Digital transformation initiatives illustrate this tension. The pressure to deliver new features and online services quickly can lead to speed being prioritised over security controls. Budget decisions are rarely straightforward either, requiring constant balancing between innovation, growth and protection. Zero Trust architecture is widely recognised as the right direction of travel, offering strong protection by assuming no user or system is inherently trustworthy. But implementing it is a significant undertaking and for many institutions it remains a work in progress. An additional challenge is the reliance on third‑party platforms, which introduces further exposure when ongoing risk assessment is not consistently applied.
“Outsourcing a service does not mean outsourcing the accountability that comes with it and even for small financial institutions and community banks, who often rely on outsourced IT and managed service providers for their cyber security, there is a responsibility to customers to protect their data and their capital.”

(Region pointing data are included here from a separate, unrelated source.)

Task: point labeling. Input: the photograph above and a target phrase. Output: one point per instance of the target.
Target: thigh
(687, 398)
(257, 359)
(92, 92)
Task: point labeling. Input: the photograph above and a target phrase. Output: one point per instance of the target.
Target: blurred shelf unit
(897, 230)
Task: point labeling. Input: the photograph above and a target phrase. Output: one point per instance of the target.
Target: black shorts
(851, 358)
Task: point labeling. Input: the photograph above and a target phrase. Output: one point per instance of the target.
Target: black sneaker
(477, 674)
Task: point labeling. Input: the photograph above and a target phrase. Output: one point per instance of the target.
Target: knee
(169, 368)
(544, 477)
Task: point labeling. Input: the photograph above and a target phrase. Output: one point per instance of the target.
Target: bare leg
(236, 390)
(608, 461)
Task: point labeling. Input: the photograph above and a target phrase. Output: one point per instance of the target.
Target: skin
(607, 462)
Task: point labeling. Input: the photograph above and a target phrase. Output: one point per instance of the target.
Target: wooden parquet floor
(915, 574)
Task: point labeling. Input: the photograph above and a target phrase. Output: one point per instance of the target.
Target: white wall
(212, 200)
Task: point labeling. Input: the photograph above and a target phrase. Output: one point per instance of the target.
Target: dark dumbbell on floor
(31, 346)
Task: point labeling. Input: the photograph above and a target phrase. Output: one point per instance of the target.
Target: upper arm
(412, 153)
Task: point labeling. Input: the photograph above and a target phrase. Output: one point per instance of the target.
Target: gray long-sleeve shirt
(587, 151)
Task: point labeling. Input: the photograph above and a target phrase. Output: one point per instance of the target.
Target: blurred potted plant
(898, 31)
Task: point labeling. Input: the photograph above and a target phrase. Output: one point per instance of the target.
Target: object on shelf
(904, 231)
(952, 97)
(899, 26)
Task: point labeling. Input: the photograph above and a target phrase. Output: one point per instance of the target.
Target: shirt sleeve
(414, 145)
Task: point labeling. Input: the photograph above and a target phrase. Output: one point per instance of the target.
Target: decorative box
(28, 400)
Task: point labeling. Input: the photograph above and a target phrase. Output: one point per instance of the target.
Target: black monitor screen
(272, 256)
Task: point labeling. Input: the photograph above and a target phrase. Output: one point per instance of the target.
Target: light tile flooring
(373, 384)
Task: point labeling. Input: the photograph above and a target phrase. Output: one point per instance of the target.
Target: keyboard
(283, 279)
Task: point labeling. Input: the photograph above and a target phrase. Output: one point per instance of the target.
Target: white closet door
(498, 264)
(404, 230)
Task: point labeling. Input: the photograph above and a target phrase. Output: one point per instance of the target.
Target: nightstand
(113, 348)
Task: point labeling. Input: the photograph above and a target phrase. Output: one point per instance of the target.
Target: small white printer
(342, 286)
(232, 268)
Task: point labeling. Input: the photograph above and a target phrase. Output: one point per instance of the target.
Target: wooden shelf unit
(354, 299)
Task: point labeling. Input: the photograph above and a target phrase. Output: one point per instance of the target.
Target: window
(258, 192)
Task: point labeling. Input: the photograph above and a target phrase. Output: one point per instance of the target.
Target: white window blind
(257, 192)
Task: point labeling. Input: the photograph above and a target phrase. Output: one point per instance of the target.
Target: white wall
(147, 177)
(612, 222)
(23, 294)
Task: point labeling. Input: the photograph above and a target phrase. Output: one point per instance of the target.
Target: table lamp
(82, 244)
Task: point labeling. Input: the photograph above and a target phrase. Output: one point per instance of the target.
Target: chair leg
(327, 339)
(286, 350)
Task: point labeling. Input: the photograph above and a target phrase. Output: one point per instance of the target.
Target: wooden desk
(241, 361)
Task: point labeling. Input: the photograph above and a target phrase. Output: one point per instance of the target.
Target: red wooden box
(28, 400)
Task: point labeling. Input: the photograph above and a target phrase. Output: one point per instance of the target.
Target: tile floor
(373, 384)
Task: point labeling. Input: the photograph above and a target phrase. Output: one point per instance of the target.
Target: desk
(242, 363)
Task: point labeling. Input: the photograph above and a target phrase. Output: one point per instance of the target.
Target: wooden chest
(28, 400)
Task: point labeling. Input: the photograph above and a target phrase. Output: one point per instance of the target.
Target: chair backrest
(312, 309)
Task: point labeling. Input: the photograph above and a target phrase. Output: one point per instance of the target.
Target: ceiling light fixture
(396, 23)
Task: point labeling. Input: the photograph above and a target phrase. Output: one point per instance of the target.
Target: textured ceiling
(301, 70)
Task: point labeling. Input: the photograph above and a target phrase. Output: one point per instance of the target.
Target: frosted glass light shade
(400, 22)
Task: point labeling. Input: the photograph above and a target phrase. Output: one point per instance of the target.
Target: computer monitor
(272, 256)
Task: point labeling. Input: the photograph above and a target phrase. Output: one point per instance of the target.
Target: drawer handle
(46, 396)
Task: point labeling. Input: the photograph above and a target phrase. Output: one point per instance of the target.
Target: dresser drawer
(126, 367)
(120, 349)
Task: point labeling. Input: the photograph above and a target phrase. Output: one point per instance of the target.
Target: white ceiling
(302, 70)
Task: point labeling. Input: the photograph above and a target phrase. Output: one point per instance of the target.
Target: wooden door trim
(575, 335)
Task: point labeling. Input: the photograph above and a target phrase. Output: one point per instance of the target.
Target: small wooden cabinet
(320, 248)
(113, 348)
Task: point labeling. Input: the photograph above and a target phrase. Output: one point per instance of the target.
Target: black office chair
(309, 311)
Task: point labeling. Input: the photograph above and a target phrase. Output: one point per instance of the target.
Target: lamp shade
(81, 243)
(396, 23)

-Zach Shelton, Principal, Forvis Mazars US
Banking's medium-to-high cyber security maturity is no accident. It is the product of decades of regulatory pressure, hard-won experience and an acute awareness of what is at stake. What sets the most mature organisations apart is not just the technology they deploy but how strategically they integrate security into every layer of the business: with a proactive mindset rather than a reactive one, and with security built into processes from the outset rather than added later. The path forward lies in combining advanced technology, robust processes and continuous training, treating cyber security as an everyday discipline rather than a periodic initiative, especially as institutions explore new areas of innovation.
Banks boost resilience by aligning risk frameworks with new rules, improving incident reporting and enhancing information sharing while embedding security in daily operations to stay ahead of fast changing threats.
AI and future quantum computing widen attack opportunities by weakening traditional authentication and accelerating threat capabilities which demands stronger governance and continuous cyber security investment.
Leaders must prioritise secure design in transformation programmes, invest in modern architectures, maintain oversight of third-party providers and ensure rapid but safe delivery of new digital services.